If the change is bigger — say, the prompt now needs a new variable — the diff shows the frontmatter change and the body change in one place. If the application code needs to start passing the new variable, that goes in the same PR; or, if the variable has a default, the call sites can adopt it gradually. Either way, the surface that needs review is in front of the reviewer.

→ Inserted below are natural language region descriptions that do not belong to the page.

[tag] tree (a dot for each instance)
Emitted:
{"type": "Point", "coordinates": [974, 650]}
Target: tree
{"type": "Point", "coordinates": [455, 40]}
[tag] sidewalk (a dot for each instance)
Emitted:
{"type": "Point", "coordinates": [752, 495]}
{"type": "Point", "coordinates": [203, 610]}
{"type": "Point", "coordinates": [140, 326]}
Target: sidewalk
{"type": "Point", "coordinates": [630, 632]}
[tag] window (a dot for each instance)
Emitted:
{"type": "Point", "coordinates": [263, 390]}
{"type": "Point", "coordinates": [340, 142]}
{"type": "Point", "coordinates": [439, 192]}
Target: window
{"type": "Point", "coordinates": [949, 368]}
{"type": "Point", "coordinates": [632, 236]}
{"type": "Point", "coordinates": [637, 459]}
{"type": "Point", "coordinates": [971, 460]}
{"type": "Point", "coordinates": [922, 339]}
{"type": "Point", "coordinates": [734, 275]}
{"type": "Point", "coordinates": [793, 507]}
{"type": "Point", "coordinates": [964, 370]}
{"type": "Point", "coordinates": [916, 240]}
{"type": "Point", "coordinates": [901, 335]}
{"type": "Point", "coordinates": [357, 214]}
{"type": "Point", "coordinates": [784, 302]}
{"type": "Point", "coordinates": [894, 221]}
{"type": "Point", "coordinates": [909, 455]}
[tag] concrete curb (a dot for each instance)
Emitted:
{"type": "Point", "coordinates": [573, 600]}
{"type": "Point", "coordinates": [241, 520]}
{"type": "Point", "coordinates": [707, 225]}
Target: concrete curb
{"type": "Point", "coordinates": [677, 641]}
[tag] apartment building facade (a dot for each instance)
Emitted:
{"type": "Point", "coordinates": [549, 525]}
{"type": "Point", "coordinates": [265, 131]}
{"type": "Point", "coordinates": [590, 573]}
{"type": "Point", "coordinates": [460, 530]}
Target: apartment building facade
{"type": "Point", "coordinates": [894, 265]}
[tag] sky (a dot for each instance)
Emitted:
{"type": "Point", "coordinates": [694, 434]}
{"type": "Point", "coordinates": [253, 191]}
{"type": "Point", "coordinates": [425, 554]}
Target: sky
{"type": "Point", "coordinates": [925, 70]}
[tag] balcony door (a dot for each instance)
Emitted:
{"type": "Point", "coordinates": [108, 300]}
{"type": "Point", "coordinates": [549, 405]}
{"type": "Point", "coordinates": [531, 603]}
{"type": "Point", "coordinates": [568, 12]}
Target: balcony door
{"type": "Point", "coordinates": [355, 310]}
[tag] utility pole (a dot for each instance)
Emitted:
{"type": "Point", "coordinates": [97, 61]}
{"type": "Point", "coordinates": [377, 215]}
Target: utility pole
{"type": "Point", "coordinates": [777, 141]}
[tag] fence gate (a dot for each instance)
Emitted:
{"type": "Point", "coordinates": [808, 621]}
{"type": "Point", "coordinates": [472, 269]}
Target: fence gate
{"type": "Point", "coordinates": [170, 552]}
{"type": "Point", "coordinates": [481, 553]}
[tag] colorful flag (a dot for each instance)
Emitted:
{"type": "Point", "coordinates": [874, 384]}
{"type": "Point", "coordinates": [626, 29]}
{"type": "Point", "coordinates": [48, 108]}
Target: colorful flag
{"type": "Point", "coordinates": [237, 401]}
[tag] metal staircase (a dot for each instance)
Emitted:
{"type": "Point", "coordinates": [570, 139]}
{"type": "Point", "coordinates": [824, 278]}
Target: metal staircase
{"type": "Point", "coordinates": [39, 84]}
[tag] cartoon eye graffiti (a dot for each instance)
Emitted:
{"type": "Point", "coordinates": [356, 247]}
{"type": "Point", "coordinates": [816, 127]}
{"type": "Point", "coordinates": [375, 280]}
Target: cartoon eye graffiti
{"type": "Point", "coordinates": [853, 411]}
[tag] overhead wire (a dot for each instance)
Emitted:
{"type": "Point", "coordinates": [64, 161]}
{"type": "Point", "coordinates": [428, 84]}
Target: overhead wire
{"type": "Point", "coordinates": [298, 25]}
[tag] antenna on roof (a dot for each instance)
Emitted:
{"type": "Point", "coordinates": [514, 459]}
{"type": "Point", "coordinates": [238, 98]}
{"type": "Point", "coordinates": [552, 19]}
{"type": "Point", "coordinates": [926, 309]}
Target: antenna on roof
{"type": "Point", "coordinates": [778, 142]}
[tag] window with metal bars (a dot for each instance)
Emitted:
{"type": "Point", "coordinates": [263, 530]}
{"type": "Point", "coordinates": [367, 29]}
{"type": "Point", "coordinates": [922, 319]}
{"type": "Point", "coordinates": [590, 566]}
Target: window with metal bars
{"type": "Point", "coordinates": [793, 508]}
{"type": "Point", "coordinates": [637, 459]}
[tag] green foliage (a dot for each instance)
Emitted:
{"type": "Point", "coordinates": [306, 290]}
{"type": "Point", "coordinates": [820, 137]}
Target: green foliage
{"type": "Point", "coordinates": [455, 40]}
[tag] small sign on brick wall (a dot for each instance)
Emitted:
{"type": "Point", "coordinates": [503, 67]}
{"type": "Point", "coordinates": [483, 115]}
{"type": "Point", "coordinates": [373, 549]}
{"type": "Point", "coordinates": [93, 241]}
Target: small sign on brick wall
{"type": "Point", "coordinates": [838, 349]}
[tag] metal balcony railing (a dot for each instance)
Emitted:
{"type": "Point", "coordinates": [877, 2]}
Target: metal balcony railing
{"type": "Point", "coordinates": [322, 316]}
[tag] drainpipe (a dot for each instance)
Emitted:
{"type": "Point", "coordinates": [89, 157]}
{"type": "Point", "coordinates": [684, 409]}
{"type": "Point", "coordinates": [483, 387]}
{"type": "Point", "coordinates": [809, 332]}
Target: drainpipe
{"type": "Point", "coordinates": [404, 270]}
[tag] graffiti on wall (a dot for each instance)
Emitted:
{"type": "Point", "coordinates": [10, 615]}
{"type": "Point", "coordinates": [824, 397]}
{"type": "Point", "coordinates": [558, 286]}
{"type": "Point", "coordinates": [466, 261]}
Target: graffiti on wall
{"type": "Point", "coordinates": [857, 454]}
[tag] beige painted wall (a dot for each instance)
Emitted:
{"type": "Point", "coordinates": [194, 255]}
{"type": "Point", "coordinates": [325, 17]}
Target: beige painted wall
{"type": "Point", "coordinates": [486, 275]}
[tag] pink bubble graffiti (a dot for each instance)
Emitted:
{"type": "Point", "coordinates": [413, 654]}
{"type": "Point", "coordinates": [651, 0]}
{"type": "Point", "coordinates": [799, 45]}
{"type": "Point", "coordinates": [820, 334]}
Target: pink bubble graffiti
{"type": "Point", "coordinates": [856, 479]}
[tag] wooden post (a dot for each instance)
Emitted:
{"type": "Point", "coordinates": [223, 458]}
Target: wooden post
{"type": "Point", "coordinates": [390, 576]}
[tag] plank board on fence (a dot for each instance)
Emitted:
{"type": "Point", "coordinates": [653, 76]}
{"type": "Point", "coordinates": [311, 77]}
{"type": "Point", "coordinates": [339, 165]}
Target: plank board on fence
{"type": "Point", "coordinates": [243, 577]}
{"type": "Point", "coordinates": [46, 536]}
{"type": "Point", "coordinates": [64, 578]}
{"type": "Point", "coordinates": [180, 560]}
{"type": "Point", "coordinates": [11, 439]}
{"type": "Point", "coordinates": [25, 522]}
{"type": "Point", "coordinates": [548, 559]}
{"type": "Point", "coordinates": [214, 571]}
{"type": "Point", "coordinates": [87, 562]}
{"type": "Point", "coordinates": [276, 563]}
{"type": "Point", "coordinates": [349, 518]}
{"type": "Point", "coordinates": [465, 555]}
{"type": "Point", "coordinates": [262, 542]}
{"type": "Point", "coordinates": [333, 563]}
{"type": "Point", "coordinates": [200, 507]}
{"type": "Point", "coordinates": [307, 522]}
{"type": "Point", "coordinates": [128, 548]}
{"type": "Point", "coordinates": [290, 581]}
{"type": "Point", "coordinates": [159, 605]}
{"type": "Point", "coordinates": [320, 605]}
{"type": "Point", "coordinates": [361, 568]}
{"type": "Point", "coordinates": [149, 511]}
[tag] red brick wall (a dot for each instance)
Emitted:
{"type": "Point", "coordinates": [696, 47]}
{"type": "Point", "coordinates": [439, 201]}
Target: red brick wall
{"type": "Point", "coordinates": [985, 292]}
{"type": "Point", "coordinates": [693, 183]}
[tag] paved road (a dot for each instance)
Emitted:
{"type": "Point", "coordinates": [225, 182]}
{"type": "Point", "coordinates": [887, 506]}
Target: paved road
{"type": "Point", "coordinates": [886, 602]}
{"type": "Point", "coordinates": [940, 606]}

What this does not replace

A prompt in the build graph is a hygiene mechanism, not a quality mechanism. It guarantees that the prompt that ran in the last eval is bit-for-bit the same as the prompt that will run on the next deploy. It does not say whether the prompt is good.

Eval suites still need to exist. A/B tests still need to exist. Tracing and observation tools — Langfuse, Helicone, the homegrown thing your platform team built — still have a role. blogus is not in competition with any of those. It is one layer down: it makes sure those higher-level systems are reasoning about a stable artifact, not a string that quietly changed between when it was evaluated and when it shipped.

In a stack diagram, blogus sits at the same layer as your dependency resolver. The eval suite sits at the same layer as your test runner. Observability tools sit at the same layer as your production monitoring. None of these replace each other; they each guarantee one different thing.

A note on languages

blogus’s scan covers Python and JavaScript LLM calls today — the two languages where the majority of LLM applications are being written. That is a deliberate scope choice, not a limit on the file format. A .prompt is just YAML; nothing in it is language-specific. Teams writing in Go or Rust can author and lock prompts with blogus and load them in whatever shape their runtime prefers. The scanner is the part that needs language awareness; the artifact is portable.

The smallest commit you can make

If you want to try this on a real codebase without committing to anything, the smallest action is two commands:

uvx blogus scan
uvx blogus check

The first lists every LLM call in the repo. The second flags the ones that are not yet versioned. Neither requires installing anything permanent; neither writes to your code. You will see, in under a minute, how many prompts in your codebase are currently floating outside of any kind of dependency tracking.

That number is almost always larger than the team expected. Putting the prompts into the build graph is the work of bringing that number down to zero — and then keeping it there.